Creating a Apache Hive™ Metastore cluster
To learn more about Apache Hive™ Metastore clusters in Yandex MetaData Hub, see Apache Hive™ Metastore clusters.
Getting started
-
To link a service account to a Apache Hive™ Metastore cluster, make sure your Yandex Cloud account has the iam.serviceAccounts.user role or higher.
-
Set up a NAT gateway in the subnet the cluster will connect to. It is needed for the cluster to interact with Yandex Cloud services.
-
Assign the
managed-metastore.integrationProviderrole to the service account. This role enables the cluster to work with Yandex Cloud services, e.g., Yandex Cloud Logging and Yandex Monitoring, under a service account.You can also add more roles. Their combination depends on your specific use case. To view the service roles, see the Apache Hive™ Metastore section, and for all available roles, see this reference.
-
If you want to save cluster logs to a custom log group, create one.

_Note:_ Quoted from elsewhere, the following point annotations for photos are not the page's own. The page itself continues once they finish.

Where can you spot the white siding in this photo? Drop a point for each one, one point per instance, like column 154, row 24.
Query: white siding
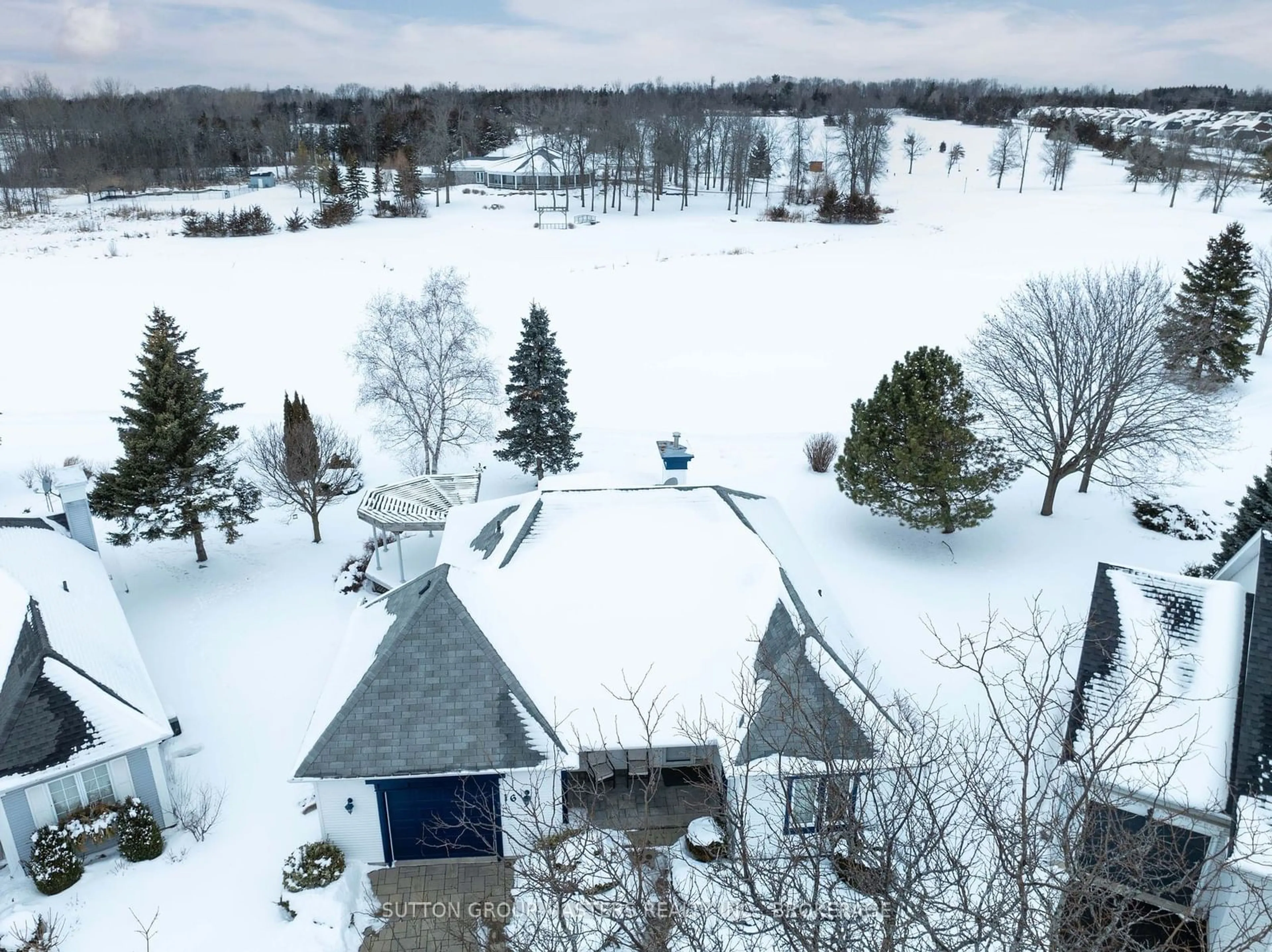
column 357, row 833
column 41, row 805
column 525, row 823
column 121, row 778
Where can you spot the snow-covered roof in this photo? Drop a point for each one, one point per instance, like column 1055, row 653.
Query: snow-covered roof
column 76, row 691
column 589, row 595
column 548, row 612
column 1166, row 647
column 418, row 504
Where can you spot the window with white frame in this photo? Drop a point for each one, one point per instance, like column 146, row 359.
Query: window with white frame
column 67, row 797
column 97, row 785
column 819, row 802
column 76, row 791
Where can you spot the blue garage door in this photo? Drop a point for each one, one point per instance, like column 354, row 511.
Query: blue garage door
column 438, row 818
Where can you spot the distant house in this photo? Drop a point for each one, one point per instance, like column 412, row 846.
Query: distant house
column 1197, row 772
column 80, row 723
column 521, row 167
column 488, row 693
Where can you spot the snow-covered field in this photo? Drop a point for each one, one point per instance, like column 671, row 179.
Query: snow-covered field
column 745, row 336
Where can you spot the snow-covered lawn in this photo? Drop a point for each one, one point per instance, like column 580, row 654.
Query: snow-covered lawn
column 745, row 336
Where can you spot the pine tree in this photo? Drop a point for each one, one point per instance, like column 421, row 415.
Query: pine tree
column 331, row 182
column 913, row 452
column 176, row 476
column 540, row 439
column 1253, row 514
column 1204, row 333
column 355, row 182
column 299, row 440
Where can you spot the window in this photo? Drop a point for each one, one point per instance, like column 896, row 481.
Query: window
column 97, row 785
column 816, row 804
column 74, row 791
column 802, row 796
column 65, row 794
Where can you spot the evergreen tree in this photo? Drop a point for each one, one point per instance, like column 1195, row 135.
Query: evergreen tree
column 331, row 182
column 1252, row 515
column 913, row 453
column 299, row 440
column 540, row 439
column 1202, row 336
column 176, row 477
column 355, row 182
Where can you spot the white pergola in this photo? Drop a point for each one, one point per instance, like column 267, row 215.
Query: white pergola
column 415, row 505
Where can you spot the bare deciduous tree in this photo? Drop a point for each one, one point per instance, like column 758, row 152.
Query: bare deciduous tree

For more information, see Transferring cluster logs.
Creating a cluster
-
In the management console
, select the folder where you want to create a server. -
Select Yandex MetaData Hub.
-
In the left-hand panel, select
Metastore. -
Click Create cluster.
-
Enter a name for the cluster. It must be unique within the folder.
-
Optionally, enter a description for the cluster.
-
Optionally, add Yandex Cloud labels to break resources into logical groups.
-
Specify the service account you created earlier.
-
Select the Apache Hive™ Metastore version.
Available versions: 3.1 and 4.0.
Warning
To integrate the Apache Hive™ Metastore cluster with Yandex Managed Service for Trino and Yandex Managed Service for Apache Spark™, you need version 3.1.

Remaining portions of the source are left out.